Directly predicting player box-score statistics (points, rebounds, assists) suffers from high variance due to fluctuations in playing time. A player scoring 8 points in 12 minutes is fundamentally different from scoring 8 points in 36 minutes, but naive models treat them similarly.
This project addresses that issue by using a pipeline that models availability and production separately.

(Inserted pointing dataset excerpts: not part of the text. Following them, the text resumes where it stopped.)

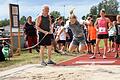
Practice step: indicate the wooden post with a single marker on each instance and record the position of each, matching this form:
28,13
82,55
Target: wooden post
11,34
14,22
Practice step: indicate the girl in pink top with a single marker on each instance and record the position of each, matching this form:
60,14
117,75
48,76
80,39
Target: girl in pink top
101,25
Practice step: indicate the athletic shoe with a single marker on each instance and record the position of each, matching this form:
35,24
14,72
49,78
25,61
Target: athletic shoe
104,57
92,57
43,63
51,62
117,56
56,51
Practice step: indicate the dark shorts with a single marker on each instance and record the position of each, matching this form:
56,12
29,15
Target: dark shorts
102,36
80,41
69,39
93,42
62,42
112,38
46,41
118,39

This means that we can aim to get an accurate prediction for minutes and then use that to infer the box scores.
Modeling Approach
The system uses a two-stage pipeline:
Minutes Model: Predicts expected minutes played based on recent usage, opponent context, and game conditions.
Production Model: Predicts per-minute rates (points, rebounds, assists), conditioned on the predicted minutes.
The final forecast is produced by combining both stages into a single probabilistic output.
Statistical Methods
- Bayesian hierarchical regression with partial pooling
- Player-level and opponent-level effects
- Weakly informative priors to stabilize estimates under sparse data
Partial pooling allows the model to “borrow” data across similar contexts while still learning player-specific behavior.
Evaluation
To avoid data leakage, all models were evaluated using a walk-forward backtesting framework: Essentially that means that we do not test the model on data from a timeframe that it was trained on, and only evaluate it on future events.
Results & Insights
I am still working on this project so there will be more to report here in the future.